Op openbare scholen hebben ouders recht op levensbeschouwelijke en godsdienstige vorming voor hun kinderen. Zij kunnen daar een beroep op doen. Het is in de wet verankerd. Meer informatie via http://www.gvoenhvo.nl.
Wiedema heeft het natuurlijk juist niet over verzuiling. Hij vertrekt juist van de multiculturele maatschappij en stelt daarom dat het duale stelsel achterhaald is en dat ELKE school zich pedagogisch EN levensbeschouwelijk moet profileren in een eigen identiteit.

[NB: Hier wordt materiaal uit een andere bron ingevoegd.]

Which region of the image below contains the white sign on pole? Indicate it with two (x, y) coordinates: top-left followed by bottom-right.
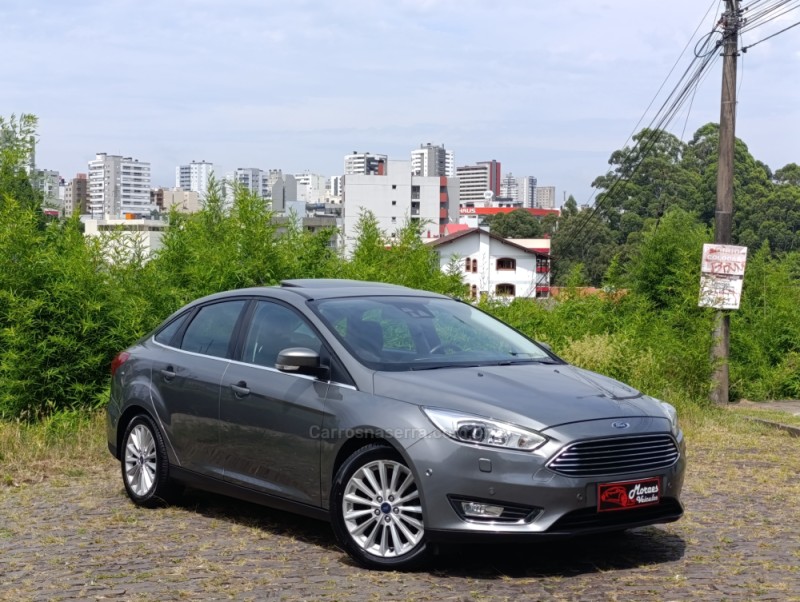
(699, 244), (747, 309)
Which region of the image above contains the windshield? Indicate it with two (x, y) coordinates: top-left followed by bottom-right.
(311, 296), (558, 371)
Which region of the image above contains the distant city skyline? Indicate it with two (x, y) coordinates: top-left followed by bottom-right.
(0, 0), (800, 204)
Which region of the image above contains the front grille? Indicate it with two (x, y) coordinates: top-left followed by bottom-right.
(547, 435), (680, 477)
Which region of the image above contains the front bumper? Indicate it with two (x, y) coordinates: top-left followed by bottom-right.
(407, 423), (686, 541)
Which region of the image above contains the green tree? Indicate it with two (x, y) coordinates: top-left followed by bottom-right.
(0, 113), (42, 209)
(772, 163), (800, 186)
(482, 209), (544, 238)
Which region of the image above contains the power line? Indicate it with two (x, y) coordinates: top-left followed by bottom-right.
(564, 0), (724, 258)
(564, 46), (719, 250)
(742, 21), (800, 52)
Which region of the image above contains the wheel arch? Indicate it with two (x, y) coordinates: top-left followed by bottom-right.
(116, 403), (158, 460)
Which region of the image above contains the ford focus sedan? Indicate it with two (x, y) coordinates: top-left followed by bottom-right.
(107, 280), (686, 570)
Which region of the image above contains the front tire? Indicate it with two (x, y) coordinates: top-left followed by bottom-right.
(120, 414), (175, 508)
(331, 443), (428, 570)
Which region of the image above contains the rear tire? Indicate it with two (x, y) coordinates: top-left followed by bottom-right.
(331, 443), (429, 570)
(120, 414), (177, 508)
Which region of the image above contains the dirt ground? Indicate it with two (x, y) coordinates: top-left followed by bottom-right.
(0, 428), (800, 602)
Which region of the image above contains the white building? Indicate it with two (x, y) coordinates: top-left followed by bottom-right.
(88, 153), (157, 218)
(175, 161), (214, 200)
(325, 176), (343, 203)
(225, 167), (272, 202)
(344, 151), (389, 176)
(500, 173), (540, 209)
(432, 228), (550, 298)
(294, 172), (325, 203)
(456, 160), (500, 205)
(270, 170), (296, 212)
(342, 160), (458, 253)
(533, 186), (556, 209)
(161, 188), (201, 213)
(411, 142), (456, 178)
(31, 169), (64, 213)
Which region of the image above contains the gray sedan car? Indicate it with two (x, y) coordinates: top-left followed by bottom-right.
(107, 280), (686, 569)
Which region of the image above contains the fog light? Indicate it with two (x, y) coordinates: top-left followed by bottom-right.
(461, 502), (503, 518)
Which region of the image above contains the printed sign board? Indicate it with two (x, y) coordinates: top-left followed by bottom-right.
(699, 244), (747, 309)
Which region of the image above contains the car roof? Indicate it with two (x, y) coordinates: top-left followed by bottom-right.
(280, 278), (446, 299)
(184, 278), (450, 309)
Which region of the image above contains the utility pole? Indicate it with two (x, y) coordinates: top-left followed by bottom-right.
(711, 0), (739, 404)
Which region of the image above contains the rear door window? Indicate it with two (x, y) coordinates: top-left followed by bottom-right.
(181, 299), (247, 357)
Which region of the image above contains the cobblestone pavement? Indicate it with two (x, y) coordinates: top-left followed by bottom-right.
(0, 428), (800, 602)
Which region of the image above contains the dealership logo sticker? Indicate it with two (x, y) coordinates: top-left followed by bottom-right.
(597, 477), (661, 512)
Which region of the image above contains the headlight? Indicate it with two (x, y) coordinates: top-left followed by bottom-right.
(422, 408), (547, 451)
(659, 401), (678, 435)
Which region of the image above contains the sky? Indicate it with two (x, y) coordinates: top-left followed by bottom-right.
(0, 0), (800, 204)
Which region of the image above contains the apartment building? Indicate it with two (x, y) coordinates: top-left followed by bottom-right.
(88, 153), (157, 218)
(175, 161), (214, 200)
(411, 142), (456, 178)
(456, 159), (500, 205)
(344, 151), (389, 176)
(533, 186), (556, 209)
(64, 173), (89, 217)
(342, 160), (459, 253)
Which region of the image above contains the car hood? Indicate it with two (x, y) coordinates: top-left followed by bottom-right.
(374, 364), (665, 430)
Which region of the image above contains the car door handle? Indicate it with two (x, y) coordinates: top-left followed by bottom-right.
(231, 380), (250, 397)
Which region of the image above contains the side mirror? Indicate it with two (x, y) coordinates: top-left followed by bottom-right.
(275, 347), (325, 377)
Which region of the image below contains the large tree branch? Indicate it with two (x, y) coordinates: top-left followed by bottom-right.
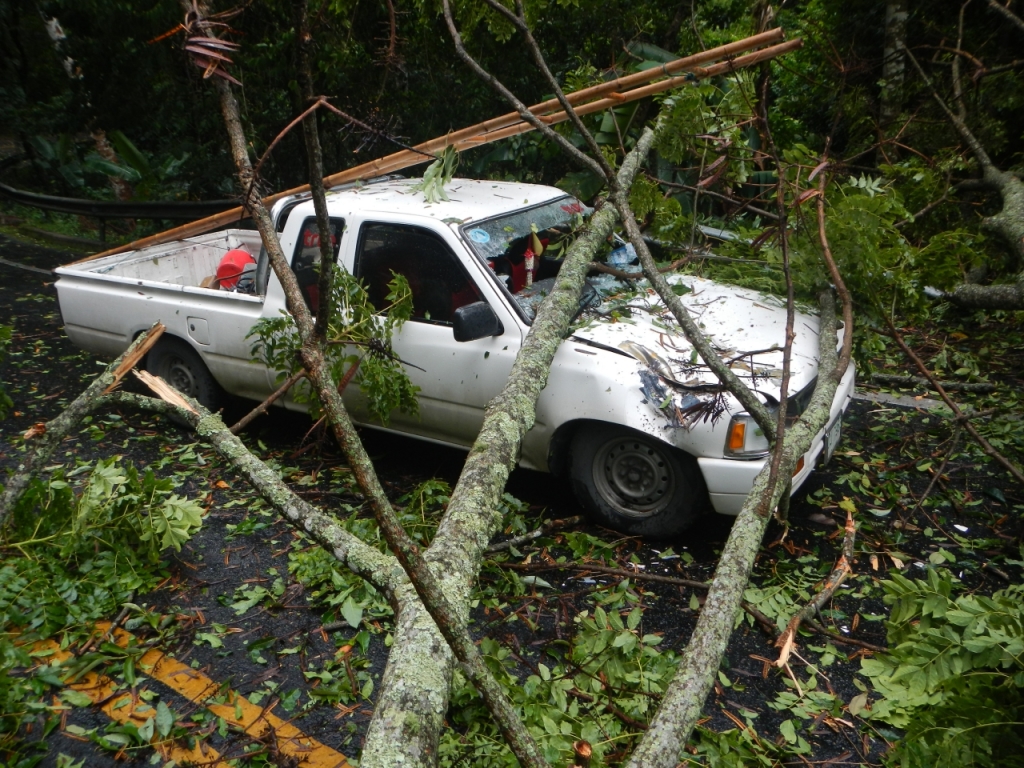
(443, 0), (604, 178)
(906, 50), (1024, 262)
(614, 187), (775, 439)
(886, 314), (1024, 482)
(627, 294), (845, 768)
(0, 323), (164, 527)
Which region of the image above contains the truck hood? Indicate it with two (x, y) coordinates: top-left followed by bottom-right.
(571, 274), (819, 404)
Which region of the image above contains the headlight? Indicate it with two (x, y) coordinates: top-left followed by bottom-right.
(725, 414), (768, 459)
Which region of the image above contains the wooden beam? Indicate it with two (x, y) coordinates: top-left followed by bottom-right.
(69, 29), (790, 266)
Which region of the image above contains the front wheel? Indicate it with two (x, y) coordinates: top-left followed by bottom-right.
(569, 424), (708, 538)
(145, 337), (223, 411)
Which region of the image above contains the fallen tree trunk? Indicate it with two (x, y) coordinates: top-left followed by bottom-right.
(0, 323), (164, 527)
(627, 295), (845, 768)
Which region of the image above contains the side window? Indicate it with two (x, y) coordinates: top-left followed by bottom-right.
(292, 216), (345, 311)
(355, 223), (481, 324)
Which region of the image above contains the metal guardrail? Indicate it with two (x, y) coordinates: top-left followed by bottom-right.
(0, 155), (239, 241)
(0, 182), (239, 221)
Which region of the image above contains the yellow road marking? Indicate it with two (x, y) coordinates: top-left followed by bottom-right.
(36, 622), (350, 768)
(36, 640), (228, 768)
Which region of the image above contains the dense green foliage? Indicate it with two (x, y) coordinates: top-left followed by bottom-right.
(0, 459), (204, 766)
(861, 570), (1024, 768)
(0, 0), (1024, 767)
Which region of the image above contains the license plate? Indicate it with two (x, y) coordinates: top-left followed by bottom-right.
(821, 416), (843, 464)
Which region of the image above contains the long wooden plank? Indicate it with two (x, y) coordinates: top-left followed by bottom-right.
(69, 29), (796, 266)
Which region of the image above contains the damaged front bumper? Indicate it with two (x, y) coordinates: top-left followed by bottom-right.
(697, 365), (856, 516)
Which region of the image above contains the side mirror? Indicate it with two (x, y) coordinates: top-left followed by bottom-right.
(452, 301), (505, 341)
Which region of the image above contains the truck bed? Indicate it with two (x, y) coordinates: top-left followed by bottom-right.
(57, 229), (261, 288)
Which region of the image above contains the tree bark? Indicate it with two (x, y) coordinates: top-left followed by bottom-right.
(627, 295), (844, 768)
(0, 323), (164, 527)
(947, 283), (1024, 310)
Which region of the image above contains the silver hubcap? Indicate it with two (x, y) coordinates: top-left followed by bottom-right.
(164, 357), (199, 397)
(594, 437), (676, 517)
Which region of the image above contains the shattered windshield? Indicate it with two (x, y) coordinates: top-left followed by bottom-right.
(462, 197), (593, 323)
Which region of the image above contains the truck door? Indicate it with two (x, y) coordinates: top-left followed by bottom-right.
(346, 221), (521, 445)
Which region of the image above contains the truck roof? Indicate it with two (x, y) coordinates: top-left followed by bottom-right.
(284, 178), (565, 223)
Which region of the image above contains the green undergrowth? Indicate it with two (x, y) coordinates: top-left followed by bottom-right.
(861, 569), (1024, 768)
(0, 459), (204, 768)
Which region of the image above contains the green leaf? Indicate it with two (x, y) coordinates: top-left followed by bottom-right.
(341, 597), (362, 630)
(850, 693), (867, 715)
(778, 720), (797, 744)
(154, 701), (174, 738)
(60, 688), (92, 707)
(137, 717), (157, 741)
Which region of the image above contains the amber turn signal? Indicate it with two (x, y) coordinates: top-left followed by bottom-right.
(727, 421), (746, 453)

De levensbeschouwelijke vorming zou op elke school plaats moeten vinden volgens een open, inclusief humanistisch uitgangspunt, hetgeen niet betekent dat er geen religieuze orientatie mag zijn op de eigen levensbeschouwelijke traditie, maar dat dit dient te gebeuren op een open, liberale, humane, niet-dogmatische manier, waarin tevens andere zingevende kaders aan bod komen en iedereen de ruimte krijgt om diens eigen waarden en zingeving te ontwikkelen en reflectie en dialoog centraal staan.
Er moet een algemene school komen met nederlandse normen en waarde, godsdienst moet juist uit scholen geweerd worden geen enkel onderwijs in wat voor religie op scholen elkaar accepteren als Hollander.
Godsdienst maar in eigentijd, maar binnen de normen en waarde van Nederland.
Je bent Nederlander dat is in het openbare leven nummer 1, godsdienst is voor jou persoonlijk en dat mag geen burger opgelegd worden!
Men moet niet ongewild met godsdienst in aanraking komen, dus godsdienst uit school en uit de landelijke en plaatselijke politiek!